As expected, CB1immunoparticles appeared at presynaptic plasmalemma making asymmetric and symmetric synapses. In the hippocampal CA1 stratum radiatum, the values of the CB1 receptor immunopositive excitatory and inhibitory synapses were: Glu-CB1 -RS: 21.89% (glutamatergic terminals); 2.38% (GABAergic terminals); GABA-CB1 -RS: 1.92% (glutamatergic terminals); 77.92% (GABAergic terminals).

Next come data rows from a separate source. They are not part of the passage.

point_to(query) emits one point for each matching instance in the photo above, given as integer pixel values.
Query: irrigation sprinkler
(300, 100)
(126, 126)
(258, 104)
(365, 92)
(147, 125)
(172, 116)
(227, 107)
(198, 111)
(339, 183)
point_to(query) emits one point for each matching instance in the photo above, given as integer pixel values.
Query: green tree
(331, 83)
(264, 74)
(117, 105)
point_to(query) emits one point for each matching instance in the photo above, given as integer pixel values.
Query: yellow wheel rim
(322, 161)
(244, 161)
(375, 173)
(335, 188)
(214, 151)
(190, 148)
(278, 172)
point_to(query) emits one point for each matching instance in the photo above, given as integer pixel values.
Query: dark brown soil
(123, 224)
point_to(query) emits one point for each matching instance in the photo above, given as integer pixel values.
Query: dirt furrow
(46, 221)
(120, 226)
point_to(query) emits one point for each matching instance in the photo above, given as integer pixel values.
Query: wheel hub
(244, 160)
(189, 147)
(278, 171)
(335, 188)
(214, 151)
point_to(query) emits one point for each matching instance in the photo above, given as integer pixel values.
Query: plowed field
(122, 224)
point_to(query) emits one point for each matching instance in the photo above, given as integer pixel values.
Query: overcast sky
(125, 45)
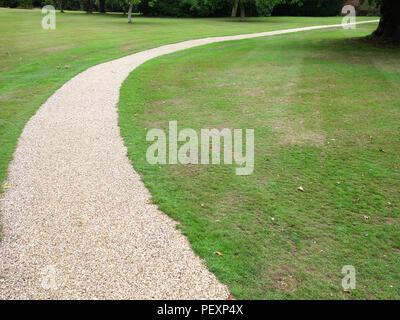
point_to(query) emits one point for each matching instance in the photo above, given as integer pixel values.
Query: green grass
(29, 55)
(322, 104)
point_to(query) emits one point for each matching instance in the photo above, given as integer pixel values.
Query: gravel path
(77, 223)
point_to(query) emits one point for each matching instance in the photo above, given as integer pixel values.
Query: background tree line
(197, 8)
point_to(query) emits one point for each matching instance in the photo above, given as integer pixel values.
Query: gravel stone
(76, 218)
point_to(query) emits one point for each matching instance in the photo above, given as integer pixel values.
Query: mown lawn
(325, 109)
(29, 55)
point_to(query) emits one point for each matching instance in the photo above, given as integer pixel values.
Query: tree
(102, 6)
(267, 3)
(389, 24)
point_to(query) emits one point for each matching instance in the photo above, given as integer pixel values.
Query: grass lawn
(29, 55)
(323, 104)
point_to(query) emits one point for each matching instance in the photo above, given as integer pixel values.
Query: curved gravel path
(77, 223)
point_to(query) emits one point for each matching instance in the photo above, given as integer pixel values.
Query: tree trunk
(89, 7)
(102, 6)
(130, 13)
(389, 25)
(234, 8)
(242, 13)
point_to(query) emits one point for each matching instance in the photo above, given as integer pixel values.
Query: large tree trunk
(234, 8)
(389, 26)
(130, 13)
(242, 13)
(102, 6)
(89, 6)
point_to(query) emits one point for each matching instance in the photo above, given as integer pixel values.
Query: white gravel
(76, 218)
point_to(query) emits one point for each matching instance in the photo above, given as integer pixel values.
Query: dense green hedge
(203, 8)
(310, 8)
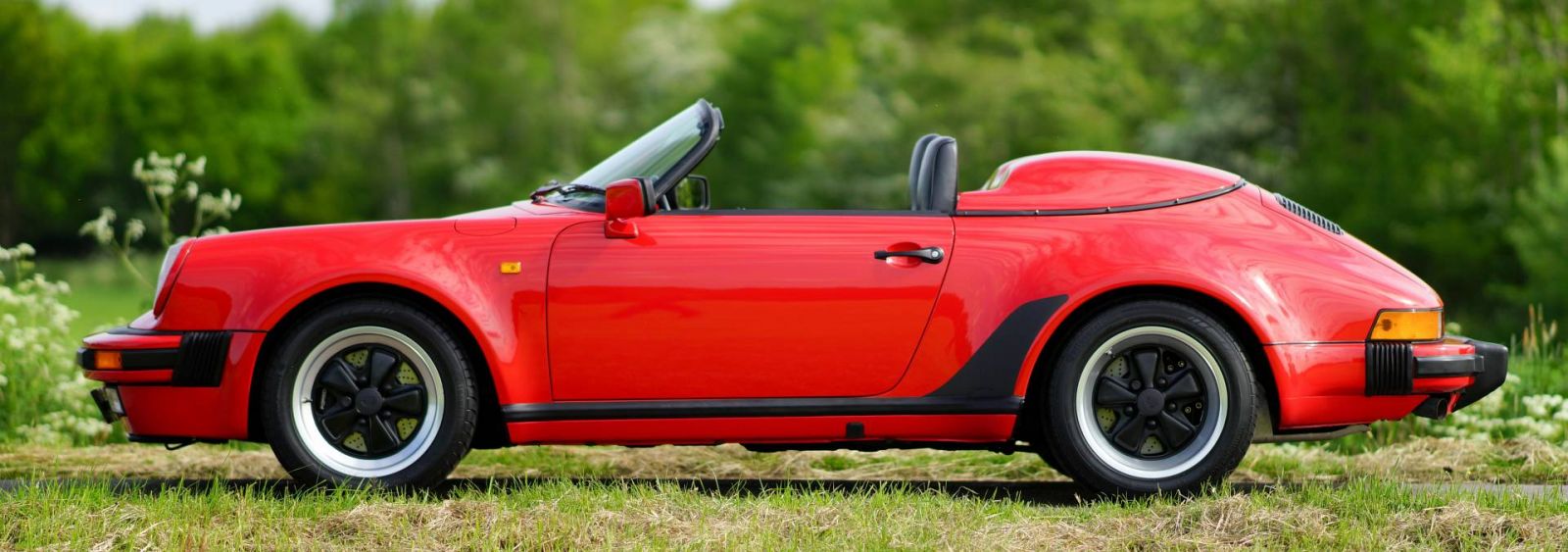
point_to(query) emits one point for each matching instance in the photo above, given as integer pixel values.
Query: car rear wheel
(370, 392)
(1149, 397)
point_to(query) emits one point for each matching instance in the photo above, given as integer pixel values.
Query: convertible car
(1136, 321)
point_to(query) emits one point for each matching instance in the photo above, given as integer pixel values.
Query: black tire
(423, 353)
(1118, 447)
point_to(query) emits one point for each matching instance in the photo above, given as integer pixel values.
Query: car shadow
(1040, 493)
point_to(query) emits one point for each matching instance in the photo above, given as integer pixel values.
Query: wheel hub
(368, 402)
(1150, 402)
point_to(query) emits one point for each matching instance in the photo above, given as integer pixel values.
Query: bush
(43, 394)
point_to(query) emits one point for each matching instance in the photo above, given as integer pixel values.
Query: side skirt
(780, 433)
(758, 408)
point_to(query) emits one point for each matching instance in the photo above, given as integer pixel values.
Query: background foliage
(1434, 128)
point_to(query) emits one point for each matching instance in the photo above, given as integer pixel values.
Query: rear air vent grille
(203, 356)
(1392, 369)
(1311, 217)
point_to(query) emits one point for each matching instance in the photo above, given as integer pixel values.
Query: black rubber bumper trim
(1494, 372)
(101, 399)
(758, 408)
(133, 358)
(196, 363)
(1447, 366)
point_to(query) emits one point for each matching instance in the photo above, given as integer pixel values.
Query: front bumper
(1452, 374)
(172, 383)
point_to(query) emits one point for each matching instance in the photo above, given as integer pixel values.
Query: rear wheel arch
(1233, 321)
(491, 430)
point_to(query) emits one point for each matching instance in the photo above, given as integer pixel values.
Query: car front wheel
(1149, 397)
(370, 392)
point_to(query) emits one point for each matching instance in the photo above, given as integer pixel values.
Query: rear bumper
(1333, 384)
(172, 384)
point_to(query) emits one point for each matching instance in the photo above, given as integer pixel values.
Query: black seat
(933, 175)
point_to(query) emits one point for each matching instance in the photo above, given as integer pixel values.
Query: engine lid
(1094, 180)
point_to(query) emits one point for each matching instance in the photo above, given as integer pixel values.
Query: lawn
(566, 497)
(1396, 488)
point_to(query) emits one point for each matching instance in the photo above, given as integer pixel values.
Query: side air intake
(1311, 217)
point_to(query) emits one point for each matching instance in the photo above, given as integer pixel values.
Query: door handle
(929, 254)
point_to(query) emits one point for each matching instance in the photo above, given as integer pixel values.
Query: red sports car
(1139, 322)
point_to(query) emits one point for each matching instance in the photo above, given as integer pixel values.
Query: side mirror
(623, 201)
(692, 193)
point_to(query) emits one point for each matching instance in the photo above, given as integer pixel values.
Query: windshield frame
(710, 125)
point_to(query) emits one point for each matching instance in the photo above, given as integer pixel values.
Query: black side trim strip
(757, 408)
(1104, 211)
(993, 369)
(1447, 366)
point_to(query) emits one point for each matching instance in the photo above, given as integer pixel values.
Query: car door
(741, 305)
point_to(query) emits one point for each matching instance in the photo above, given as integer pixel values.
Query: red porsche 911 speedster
(1139, 322)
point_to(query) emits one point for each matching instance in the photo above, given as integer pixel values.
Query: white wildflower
(135, 229)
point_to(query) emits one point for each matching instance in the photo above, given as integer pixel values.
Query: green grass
(101, 290)
(651, 513)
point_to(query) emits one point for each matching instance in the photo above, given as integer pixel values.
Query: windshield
(653, 154)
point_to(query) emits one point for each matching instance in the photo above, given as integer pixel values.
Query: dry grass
(623, 499)
(564, 515)
(1419, 460)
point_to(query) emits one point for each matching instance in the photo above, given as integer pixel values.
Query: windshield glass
(653, 154)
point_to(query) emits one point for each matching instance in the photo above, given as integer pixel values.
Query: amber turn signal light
(1408, 325)
(107, 361)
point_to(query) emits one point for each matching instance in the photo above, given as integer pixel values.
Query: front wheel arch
(1029, 428)
(491, 431)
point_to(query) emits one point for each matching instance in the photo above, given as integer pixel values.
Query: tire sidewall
(1062, 419)
(451, 439)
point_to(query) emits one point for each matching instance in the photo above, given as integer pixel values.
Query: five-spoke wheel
(1150, 395)
(370, 391)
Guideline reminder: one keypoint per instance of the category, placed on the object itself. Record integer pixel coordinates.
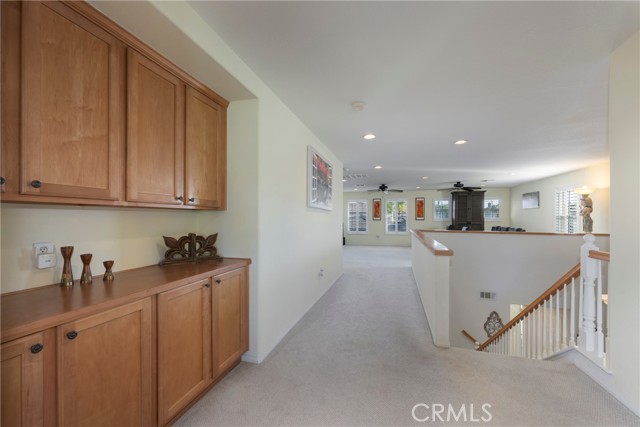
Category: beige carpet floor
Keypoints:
(363, 356)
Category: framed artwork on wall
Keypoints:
(319, 181)
(420, 208)
(531, 200)
(377, 208)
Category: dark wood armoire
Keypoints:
(467, 208)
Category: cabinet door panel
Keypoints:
(72, 97)
(184, 346)
(23, 382)
(206, 156)
(230, 319)
(104, 372)
(155, 133)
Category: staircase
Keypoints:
(567, 316)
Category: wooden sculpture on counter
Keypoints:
(190, 248)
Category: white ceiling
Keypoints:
(524, 82)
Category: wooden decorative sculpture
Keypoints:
(493, 324)
(190, 248)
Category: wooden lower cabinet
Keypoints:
(184, 347)
(230, 319)
(105, 368)
(109, 357)
(23, 381)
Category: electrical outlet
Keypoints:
(42, 248)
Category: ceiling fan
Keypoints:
(459, 186)
(385, 189)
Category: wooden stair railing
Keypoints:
(468, 335)
(539, 349)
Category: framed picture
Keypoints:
(531, 200)
(377, 209)
(420, 208)
(319, 181)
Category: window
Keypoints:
(357, 214)
(396, 217)
(492, 209)
(567, 208)
(441, 211)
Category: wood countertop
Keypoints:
(32, 310)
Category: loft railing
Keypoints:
(569, 314)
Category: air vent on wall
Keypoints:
(356, 176)
(487, 295)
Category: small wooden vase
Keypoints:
(108, 275)
(67, 274)
(85, 278)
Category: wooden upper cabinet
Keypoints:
(105, 368)
(155, 133)
(72, 119)
(206, 151)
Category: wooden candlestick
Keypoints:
(85, 277)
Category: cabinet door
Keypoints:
(206, 154)
(104, 368)
(23, 381)
(230, 318)
(72, 96)
(155, 133)
(184, 346)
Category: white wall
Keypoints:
(376, 235)
(543, 218)
(518, 267)
(624, 270)
(267, 218)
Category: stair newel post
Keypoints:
(599, 331)
(588, 269)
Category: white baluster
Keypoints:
(556, 346)
(538, 322)
(544, 330)
(587, 337)
(599, 331)
(527, 334)
(572, 330)
(564, 316)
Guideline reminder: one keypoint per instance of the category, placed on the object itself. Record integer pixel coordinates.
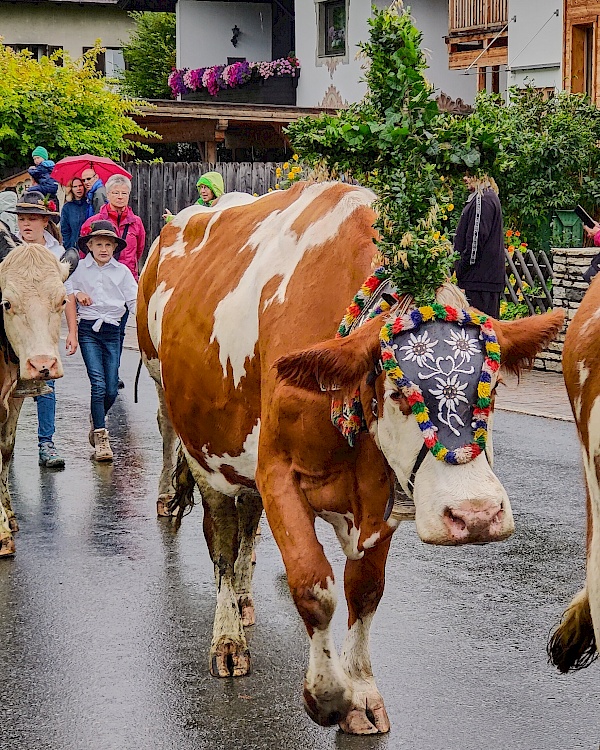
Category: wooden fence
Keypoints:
(172, 185)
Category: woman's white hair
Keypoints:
(118, 179)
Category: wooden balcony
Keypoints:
(472, 27)
(476, 16)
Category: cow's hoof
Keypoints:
(247, 614)
(162, 506)
(229, 659)
(366, 721)
(324, 712)
(7, 547)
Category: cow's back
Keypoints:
(228, 290)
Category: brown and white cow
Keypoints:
(574, 644)
(32, 302)
(227, 293)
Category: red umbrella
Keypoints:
(73, 166)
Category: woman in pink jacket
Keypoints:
(128, 226)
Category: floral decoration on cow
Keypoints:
(445, 375)
(217, 77)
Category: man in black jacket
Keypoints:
(479, 240)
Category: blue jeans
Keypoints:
(101, 351)
(122, 331)
(46, 412)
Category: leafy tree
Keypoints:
(67, 108)
(149, 55)
(395, 141)
(543, 154)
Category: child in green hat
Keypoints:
(210, 186)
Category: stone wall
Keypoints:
(567, 291)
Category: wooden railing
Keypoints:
(475, 15)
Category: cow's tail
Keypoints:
(573, 644)
(184, 484)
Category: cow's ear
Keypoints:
(336, 363)
(522, 340)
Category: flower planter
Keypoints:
(275, 90)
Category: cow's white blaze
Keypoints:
(156, 309)
(277, 251)
(31, 279)
(438, 485)
(244, 464)
(591, 474)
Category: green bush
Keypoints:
(67, 108)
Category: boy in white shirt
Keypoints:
(103, 289)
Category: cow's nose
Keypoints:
(475, 522)
(42, 368)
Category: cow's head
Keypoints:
(33, 300)
(457, 496)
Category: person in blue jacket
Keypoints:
(74, 213)
(40, 174)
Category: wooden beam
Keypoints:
(481, 79)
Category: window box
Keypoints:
(275, 90)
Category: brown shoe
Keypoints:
(102, 446)
(33, 388)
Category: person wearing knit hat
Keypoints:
(210, 186)
(41, 176)
(39, 155)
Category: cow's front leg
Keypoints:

The proportion of CB1 receptor immunopositive excitatory and inhibitory synapses in the inner third of the dentate molecular layer was: Glu-CB1 -RS: 53.19% (glutamatergic terminals); 2.30% (GABAergic terminals); GABA-CB1 -RS: 3.19% (glutamatergic terminals); 85.07% (GABAergic terminals).
Taken together, Glu-CB1 -RS and GABA-CB1 -RS mice show the usual CB1 receptor distribution and expression in hippocampal cell types with specific rescue of the receptor, being therefore ideal for in-depth anatomical and functional investigations of the endocannabinoid system.”
The multiple waves of cannabinoid 1 receptor signaling.
“The cannabinoid 1 receptor (CB1R) is one of the most abundant G protein-coupled receptor (GPCR) in the CNS with key roles during neurotransmitter release and synaptic plasticity. Upon ligand activation, CB1Rs may signal in three different spatiotemporal waves.
The first wave is transient (<10 minutes) and is initiated by heterotrimeric G proteins followed by a second wave (>10 minutes) mediated by beta-arrestins. A final third wave occurs at intracellular compartments and could be elicited by G proteins or beta-arrestins.
This functional complexity presents multiple challenges, from the correct classification of receptor ligands to the identification of the signaling pathways regulated by each wave and their underlying molecular mechanisms and physiological impact.
Simultaneously, it provides new opportunities to harness the therapeutic potential of the cannabinoid system.
Over the last several years, we have significantly expanded our understanding of the mechanisms and pathways downstream from CB1R. The identification of mutations in the receptor that can bias signaling to specific pathways and the use of siRNA technology in combination with toxins have been key tools to identify which signaling cascades are controlled by G proteins or beta-arrestins.
Here, we review our current knowledge of the multiple waves of CB1R signaling with particular emphasis on the mechanisms and cascades mediated by beta-arrestins downstream from the CB1R.”